After frustrations of flat sales and armed with a lot of researched knowledge, I set out in late March 2015 to take action and made the following changes.
- Added more variety & quantity to my listings, going from around 20, to 40 listings. Greatly increasing my footprint within Etsy.
- Improved my photography and really focused on the detail in the lead image (such an immeasurably important element of this game) to help draw the user in.
- Researched and added what I determined to be the best meta keywords possible, ensuring a minimum of 13 per listing.
- Increased the length of my product titles, ensuring the primary focus phrase resided toward the front.
- Honed in my product descriptions, including my primary keyword phrase could be found ‘above the fold.’
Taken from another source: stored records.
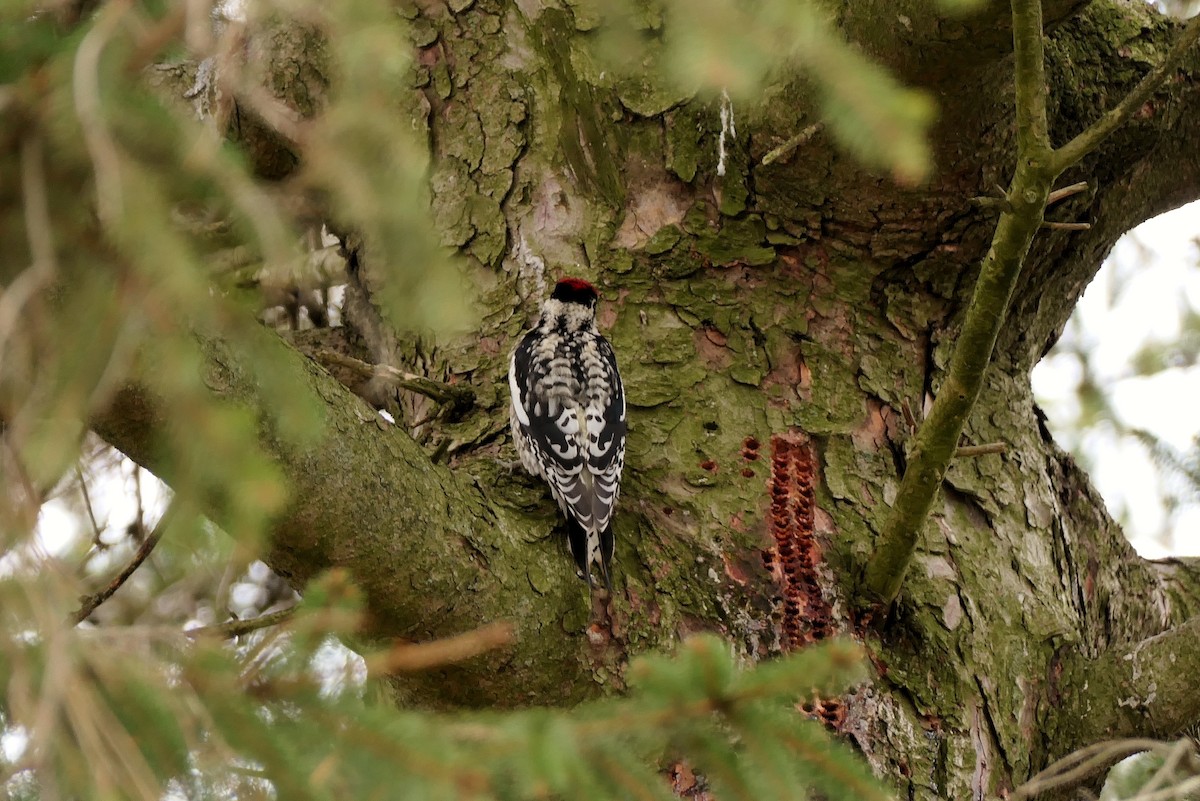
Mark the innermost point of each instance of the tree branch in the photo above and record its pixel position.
(232, 628)
(937, 439)
(431, 553)
(1086, 142)
(457, 398)
(89, 603)
(1145, 690)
- Created unique title variations of similar product listings to prevent duplicate title issues.
Take a look at what happened to my pageviews after my March changes:
What did these SEO changes translate into for my store?
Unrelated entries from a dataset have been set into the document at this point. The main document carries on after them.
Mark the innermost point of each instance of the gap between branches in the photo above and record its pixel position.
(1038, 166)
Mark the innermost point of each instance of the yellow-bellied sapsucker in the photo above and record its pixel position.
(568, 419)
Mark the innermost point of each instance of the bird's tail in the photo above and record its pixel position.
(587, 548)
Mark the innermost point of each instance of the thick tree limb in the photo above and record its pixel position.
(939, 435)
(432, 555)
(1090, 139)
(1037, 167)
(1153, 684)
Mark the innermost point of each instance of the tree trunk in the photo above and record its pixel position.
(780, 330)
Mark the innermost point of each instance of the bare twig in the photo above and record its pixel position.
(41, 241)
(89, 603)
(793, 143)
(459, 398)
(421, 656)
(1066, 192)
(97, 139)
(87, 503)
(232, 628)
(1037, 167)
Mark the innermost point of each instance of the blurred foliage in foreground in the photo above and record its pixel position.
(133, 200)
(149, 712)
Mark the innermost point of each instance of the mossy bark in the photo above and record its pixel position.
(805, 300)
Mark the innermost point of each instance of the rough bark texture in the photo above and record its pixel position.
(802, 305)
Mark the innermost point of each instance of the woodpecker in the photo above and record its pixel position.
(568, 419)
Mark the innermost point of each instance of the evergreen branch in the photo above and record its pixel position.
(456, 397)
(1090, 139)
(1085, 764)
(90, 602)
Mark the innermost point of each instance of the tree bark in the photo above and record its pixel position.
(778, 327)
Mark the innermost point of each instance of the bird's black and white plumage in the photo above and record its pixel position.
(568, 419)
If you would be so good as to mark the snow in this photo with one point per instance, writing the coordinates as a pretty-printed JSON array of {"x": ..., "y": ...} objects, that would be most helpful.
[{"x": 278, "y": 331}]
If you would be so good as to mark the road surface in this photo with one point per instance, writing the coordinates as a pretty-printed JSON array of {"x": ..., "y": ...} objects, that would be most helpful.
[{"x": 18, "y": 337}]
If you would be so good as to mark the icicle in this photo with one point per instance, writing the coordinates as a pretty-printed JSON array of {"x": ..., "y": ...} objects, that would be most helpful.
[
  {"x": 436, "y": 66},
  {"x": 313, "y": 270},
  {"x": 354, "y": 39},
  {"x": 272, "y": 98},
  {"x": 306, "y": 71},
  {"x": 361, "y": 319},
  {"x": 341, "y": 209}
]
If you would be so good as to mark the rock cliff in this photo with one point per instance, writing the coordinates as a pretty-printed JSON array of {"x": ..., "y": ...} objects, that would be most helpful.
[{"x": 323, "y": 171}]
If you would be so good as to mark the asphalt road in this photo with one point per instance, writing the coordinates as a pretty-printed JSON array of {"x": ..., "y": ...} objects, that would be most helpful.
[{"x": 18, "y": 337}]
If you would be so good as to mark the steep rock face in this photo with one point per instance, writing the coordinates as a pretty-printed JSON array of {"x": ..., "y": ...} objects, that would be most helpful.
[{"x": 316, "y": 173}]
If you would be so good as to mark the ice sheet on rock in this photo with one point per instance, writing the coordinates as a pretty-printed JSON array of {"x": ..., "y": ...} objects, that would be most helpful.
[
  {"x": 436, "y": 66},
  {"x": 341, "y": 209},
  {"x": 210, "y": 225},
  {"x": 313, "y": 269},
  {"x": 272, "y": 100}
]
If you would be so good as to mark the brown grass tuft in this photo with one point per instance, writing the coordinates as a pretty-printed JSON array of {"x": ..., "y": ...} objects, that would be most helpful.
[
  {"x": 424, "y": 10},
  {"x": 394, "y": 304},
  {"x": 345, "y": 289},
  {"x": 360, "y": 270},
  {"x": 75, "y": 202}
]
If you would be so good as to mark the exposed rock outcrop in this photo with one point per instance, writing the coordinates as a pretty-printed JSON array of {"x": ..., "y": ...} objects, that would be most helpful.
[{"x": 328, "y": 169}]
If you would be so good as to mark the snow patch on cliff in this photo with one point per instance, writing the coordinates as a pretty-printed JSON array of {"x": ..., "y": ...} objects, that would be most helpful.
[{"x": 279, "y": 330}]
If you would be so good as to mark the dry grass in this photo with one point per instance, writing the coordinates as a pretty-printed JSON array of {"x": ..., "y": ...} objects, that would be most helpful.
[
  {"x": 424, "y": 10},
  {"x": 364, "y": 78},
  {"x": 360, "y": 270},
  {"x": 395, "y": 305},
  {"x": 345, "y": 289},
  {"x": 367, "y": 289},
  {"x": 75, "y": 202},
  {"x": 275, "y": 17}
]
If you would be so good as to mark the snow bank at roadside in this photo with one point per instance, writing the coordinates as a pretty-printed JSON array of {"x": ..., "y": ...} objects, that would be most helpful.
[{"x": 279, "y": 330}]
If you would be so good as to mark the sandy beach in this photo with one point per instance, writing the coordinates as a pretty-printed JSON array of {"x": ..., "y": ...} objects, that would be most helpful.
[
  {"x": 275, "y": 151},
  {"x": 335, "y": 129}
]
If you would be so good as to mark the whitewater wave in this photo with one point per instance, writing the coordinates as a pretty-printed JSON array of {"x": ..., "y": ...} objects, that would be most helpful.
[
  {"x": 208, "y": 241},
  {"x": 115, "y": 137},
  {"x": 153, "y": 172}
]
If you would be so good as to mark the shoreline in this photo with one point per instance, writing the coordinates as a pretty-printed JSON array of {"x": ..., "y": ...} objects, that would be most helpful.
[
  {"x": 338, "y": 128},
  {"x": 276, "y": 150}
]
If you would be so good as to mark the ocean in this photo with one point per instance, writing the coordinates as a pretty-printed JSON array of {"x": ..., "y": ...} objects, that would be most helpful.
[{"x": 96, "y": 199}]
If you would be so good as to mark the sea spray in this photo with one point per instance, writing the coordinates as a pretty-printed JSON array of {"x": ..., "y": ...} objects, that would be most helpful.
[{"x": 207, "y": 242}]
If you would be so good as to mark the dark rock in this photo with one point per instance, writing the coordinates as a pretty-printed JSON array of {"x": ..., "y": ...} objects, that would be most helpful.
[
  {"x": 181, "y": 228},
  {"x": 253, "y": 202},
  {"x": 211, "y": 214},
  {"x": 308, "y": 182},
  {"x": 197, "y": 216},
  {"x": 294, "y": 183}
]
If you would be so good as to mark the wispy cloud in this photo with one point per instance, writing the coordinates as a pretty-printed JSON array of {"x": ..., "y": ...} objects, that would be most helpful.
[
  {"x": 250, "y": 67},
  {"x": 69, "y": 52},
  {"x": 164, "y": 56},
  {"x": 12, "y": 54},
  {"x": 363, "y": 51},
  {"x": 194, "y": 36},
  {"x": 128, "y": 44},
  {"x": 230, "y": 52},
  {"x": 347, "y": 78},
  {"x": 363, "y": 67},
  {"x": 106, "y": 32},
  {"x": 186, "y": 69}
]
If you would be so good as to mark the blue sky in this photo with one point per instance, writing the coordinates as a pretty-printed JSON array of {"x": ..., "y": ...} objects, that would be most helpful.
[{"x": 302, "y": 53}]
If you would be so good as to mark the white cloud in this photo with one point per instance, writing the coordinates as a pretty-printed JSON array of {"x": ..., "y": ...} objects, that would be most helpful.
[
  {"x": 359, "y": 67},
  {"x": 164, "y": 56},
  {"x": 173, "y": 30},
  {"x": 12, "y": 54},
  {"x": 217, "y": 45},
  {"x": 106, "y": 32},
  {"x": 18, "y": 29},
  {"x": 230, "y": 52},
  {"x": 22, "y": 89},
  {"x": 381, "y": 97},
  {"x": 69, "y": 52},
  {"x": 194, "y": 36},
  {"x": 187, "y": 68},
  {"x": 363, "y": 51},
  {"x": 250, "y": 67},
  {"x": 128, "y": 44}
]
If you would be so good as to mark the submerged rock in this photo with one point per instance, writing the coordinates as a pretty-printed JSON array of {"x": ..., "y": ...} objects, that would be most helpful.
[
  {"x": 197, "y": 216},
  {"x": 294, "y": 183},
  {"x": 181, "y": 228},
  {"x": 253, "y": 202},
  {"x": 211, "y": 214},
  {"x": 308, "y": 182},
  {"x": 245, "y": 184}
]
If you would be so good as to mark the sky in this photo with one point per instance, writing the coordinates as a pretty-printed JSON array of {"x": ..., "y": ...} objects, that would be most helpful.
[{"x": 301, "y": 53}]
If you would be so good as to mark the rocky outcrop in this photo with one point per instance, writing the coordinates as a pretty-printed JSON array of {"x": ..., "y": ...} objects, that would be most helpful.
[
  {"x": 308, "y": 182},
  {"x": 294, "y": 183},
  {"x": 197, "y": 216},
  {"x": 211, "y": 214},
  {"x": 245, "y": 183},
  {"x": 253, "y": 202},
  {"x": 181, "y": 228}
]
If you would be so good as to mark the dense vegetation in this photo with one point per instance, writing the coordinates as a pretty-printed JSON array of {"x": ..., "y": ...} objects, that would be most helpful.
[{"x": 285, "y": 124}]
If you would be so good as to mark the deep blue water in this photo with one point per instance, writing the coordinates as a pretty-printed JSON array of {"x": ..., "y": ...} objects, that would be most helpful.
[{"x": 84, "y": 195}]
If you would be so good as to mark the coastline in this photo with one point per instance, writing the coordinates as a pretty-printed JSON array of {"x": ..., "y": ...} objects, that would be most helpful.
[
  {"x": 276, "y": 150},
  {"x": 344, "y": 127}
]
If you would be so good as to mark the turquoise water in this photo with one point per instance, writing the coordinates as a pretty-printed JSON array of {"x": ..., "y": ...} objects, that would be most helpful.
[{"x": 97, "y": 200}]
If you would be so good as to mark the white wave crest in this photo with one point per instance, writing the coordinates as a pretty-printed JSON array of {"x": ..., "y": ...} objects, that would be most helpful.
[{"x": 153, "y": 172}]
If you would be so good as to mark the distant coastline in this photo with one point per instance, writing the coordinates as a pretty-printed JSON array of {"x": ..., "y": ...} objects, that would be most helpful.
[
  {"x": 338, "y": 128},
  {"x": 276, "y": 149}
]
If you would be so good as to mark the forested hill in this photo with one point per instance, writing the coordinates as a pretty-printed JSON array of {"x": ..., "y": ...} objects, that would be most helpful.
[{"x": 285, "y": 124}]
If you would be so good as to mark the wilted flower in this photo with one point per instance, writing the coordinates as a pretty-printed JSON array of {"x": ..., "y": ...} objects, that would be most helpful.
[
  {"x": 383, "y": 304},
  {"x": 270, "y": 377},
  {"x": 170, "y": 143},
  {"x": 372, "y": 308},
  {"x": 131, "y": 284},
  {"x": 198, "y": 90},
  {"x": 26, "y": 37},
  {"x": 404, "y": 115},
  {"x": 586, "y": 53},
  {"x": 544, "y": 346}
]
Take a look at the quantity of orders I had come in after my March changes:
When all these materials started jiving, good things began happening. The magic of the Etsy search algorithm began to take hold and a few specific listings gained popularity in a pretty popular segment. This improved my relevance and in return spread the relevance to my other listings, increasing the relevance throughout my entire Etsy store.
Etsy Paid Listing Strategies
I activated my internal paid listings around the same time as my other changes in March of 2015. Albeit my initial daily adspend was a low $1.50/day, it did generate positive returns. One misconception here is that just because my daily spend was limited does not mean it will spend $45/mo. This is still very much dependent on the relevancy of your products, search terms and product type popularity.
Etsy Paid Listing Results
Here’s what I have learned: In the nearly 2 years I have been running paid listings in Etsy, keeping with a $1.50/day spend, I have been able to gross just over $1,237.00 in sales – just for turning it on.
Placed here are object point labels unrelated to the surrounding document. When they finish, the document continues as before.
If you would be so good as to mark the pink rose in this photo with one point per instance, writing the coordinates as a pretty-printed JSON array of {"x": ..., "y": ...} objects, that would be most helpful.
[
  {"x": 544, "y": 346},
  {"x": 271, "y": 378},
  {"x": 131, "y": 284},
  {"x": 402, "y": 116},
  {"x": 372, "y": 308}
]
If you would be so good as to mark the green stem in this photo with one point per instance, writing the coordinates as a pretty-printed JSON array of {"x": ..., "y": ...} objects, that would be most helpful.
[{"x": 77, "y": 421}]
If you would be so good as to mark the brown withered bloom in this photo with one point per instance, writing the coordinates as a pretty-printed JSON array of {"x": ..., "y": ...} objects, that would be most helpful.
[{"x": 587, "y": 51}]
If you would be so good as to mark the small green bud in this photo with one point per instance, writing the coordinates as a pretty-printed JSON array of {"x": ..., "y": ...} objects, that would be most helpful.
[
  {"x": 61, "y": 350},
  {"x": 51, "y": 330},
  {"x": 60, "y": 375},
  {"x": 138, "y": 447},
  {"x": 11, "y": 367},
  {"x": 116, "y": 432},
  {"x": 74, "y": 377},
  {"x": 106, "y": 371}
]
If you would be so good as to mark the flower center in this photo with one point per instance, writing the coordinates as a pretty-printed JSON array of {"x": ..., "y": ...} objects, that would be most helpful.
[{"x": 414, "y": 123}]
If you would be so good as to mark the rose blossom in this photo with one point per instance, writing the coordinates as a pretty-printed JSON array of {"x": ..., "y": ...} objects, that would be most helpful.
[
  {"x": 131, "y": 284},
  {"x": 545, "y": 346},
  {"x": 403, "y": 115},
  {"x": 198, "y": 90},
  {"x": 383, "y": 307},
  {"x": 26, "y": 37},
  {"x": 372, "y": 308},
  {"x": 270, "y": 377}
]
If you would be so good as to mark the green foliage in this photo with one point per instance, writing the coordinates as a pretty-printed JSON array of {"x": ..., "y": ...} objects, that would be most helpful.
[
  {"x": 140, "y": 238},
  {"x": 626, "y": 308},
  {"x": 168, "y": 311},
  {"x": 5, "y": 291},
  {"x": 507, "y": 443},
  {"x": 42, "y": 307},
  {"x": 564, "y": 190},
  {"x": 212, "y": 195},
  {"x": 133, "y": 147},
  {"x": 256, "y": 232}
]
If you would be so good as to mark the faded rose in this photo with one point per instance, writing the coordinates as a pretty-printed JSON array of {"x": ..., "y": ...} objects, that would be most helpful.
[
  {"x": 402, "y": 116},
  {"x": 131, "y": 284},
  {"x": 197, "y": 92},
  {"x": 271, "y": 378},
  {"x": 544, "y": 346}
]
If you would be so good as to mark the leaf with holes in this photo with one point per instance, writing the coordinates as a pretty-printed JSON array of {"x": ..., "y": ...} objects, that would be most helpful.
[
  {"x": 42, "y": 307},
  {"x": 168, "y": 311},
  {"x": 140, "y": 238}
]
Total Esty Paid Listing Investment: $507.36 (over two years)
Total Gross Sales from Ads: $1,237.00 or a 143% return on investment.
What’s more important here is that Etsy does not discriminate (that I have found) against paid or non-paid interactions. Meaning I boosted my revenue generated, thus increasing my relevancy as an Etsy store operator.
Advanced Google Shopping Add On Results
Full disclosure, I’m not even a month into the advanced Google Shopping add on. I started with a similar theory, setting my daily spend to $2 a day. I was getting nowhere near my daily spend. Upon further investigation and consoling with fellow colleagues at BlackTruck, it was discovered that since these are distributed in the Google Network, I needed to now think about this as a traditional PPC or shopping campaign.
Recently I have increased my maximum daily spend to $10/day. Since I activated the change a month ago and increased the bid spend strategy, I have started to see exponential growth.
I’m trying to spend money, and I can’t. My highest daily spend was $2.10 in the middle of the second month of testing. However, I’ve almost doubled my investment already. Again, all I had to do was activate it. What I have deduced from this is that while the Advanced Google Shopping ads are a nice edition to the Etsy paid listings, you’re also getting distributed amongst a large number of products in traditional Google Shopping campaigns. To that end, I can see where Google is providing their native Shopping campaigns with preference over those being fed in via Etsy.
While there are plenty of free tools out there to help you with your keyword research and SEO on Etsy, some are better than others. Would it be weird if I told you to Google it?
Secondly, like any good SEO will tell you about any platform, Etsy SEO requires consistent upkeep and research just the same. Keyword phrase popularity changes almost as quickly as a store or product’s relevance does. Much like Google, Etsy too makes frequent changes to their algorithm.
My advice is to keep your listing volume steady. Many in the Etsy selling world I have found in my own research say that the sweet spot is between 40 and 60 listings. Your inventory also needs to remain updated and renewed at regular intervals. And for heaven’s sake, make sure your most popular and most relevant listing didn’t ‘sell out’ when you didn’t update the inventory online. If you’re a fellow maker like I am, don’t sit around and wait for things to happen. Try some of my suggestions, take action and improve your Etsy store.